As interest rates continue to rise, there is a chance that, come renewal time, your mortgage payment will look dramatically different than it does now. Rising interest rates affect mortgage payments in a variety of ways, especially if you have a variable rate mortgage. A dramatic increase in your mortgage payment can have quite a deleterious effect on your financial goals and/or spending power.
That said, as your mortgage broker i’m here to help you prepare for the eventuality that you will have to renew, and provide some strategies to help you reduce the impact these rising interest rates will have on your future financial standing.
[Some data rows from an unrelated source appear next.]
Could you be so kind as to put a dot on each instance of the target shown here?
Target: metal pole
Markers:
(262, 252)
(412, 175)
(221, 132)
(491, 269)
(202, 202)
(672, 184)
It helps to be aware of something called a trigger point. When you have a variable rate mortgage and a fixed payment amount, a trigger point is when the amount of your payment is going entirely towards the interest on your mortgage: in other words, the principal is not being paid down at all. This drastically increases the amortisation period of your loan, and when it comes time to renew, the amount of your payment will dramatically increase in order to bring the mortgage period back within acceptable guidelines.
The best way to avoid this kind of shock is to immediately increase the amount that you are paying towards your mortgage. Additional payments will go directly towards paying down your principal, and it will lessen the blow when it comes time to renew. Even a small, but consistent prepayment amount could reduce your amortisation period dramatically and save you a lot of money in the long run.
This approach could even be employed by those with a fixed rate mortgage to finish paying off your property sooner.
Whatever kind of mortgage you have, i’m here to help you find the best solution for you. We help create a strategy that fits your financial situation so that you are paying down your mortgage in an optimal period of time, while also enjoying your home and life.